An increasingly partisan divide over whether to raise the debt ceiling and disappointing news on the unemployment and jobs fronts are doing nothing to bolster investor confidence in the direction of the economy.
Nearly half of investors we surveyed in June (48.1 percent) “disagreed” or "strongly disagreed” that the employment situation will improve within the year. Nearly 30 percent were neutral on the question, while just fewer than 23 percent overall thought it would improve.
Of the investors with a pessimistic outlook on the job situation, those ages 41-60 were the most likely to hold this attitude, while investors less than 40 years-old were most likely to be optimistic than older investors.
In another survey we conducted earlier this year of Mass Affluent investors with a net worth between $100,000 and $1 million, just over half of those under the age of 55 were most concerned about either themselves or a member of their household losing their job.
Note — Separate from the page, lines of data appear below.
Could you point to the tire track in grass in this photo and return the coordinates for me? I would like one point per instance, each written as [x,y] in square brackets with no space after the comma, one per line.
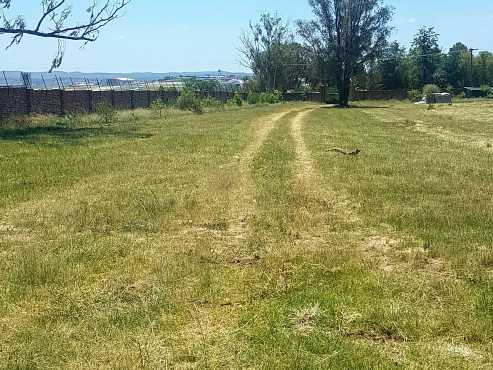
[308,177]
[242,198]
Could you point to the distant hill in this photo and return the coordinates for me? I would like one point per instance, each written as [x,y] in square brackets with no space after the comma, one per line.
[14,77]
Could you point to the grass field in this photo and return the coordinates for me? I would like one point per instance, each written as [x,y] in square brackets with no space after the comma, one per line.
[238,239]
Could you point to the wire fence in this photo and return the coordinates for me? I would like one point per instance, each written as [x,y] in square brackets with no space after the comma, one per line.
[53,81]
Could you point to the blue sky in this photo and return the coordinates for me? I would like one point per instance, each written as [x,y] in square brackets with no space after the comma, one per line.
[198,35]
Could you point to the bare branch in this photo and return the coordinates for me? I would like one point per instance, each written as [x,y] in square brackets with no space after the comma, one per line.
[58,13]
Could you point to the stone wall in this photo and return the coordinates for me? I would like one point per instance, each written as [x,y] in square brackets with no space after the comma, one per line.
[379,95]
[19,101]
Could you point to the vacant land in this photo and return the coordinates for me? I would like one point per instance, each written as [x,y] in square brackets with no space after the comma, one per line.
[238,239]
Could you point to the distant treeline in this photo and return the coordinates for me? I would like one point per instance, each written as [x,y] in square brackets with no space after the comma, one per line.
[286,59]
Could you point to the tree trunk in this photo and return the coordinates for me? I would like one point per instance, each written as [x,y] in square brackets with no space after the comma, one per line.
[344,86]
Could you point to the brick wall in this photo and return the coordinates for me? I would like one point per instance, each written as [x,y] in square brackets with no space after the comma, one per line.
[18,101]
[379,95]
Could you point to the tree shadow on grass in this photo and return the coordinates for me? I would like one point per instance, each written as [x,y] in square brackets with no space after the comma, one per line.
[356,106]
[68,135]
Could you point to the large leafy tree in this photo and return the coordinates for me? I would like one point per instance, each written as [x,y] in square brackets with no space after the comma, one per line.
[352,32]
[393,67]
[54,22]
[483,68]
[263,49]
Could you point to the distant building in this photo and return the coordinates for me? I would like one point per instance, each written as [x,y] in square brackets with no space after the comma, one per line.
[473,92]
[116,81]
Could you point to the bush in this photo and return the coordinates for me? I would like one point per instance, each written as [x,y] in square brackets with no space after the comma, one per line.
[253,98]
[189,101]
[429,90]
[235,100]
[212,103]
[271,98]
[265,98]
[486,90]
[158,107]
[106,112]
[415,95]
[68,120]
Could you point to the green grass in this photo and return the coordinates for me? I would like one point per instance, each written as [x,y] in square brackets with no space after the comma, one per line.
[119,249]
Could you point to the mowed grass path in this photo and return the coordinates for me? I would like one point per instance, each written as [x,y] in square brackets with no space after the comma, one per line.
[237,239]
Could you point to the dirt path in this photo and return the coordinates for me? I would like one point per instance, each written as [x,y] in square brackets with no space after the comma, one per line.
[242,198]
[304,161]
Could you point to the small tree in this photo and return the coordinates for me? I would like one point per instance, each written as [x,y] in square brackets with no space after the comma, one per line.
[106,112]
[426,56]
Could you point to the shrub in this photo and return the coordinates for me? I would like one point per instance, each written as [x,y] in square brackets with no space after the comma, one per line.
[235,100]
[212,103]
[106,112]
[68,120]
[415,95]
[429,90]
[486,90]
[253,98]
[158,107]
[265,98]
[189,101]
[271,98]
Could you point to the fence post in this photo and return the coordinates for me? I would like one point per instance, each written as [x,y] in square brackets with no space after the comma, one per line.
[89,100]
[29,104]
[62,102]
The most recent reports on jobs and unemployment are no doubt confirming investors’ worst fears. The unemployment rate rose again, to 9.2 percent, while two unemployment reports released last week offered startlingly contradictory information. The ADP Small Business Report, created by Automatic Data Processing, Inc. in partnership with Macroeconomic Advisors, LLC, said that the private sector added 157,000 jobs from May to June. This was far higher than the Dept. of Labor’s report that the economy added just 18,000 private sector jobs in June, the lowest figure in nine months.
According to the Center for Economic and Policy Research, the economy needs 90,000 jobs per month to keep pace with the growth of the population. The economics blog Calculated Risk cites Congressional Budget Office estimates we would need up to 391,000 jobs every month (depending on population growth and labor force participation) just to lower unemployment to 8.2 percent.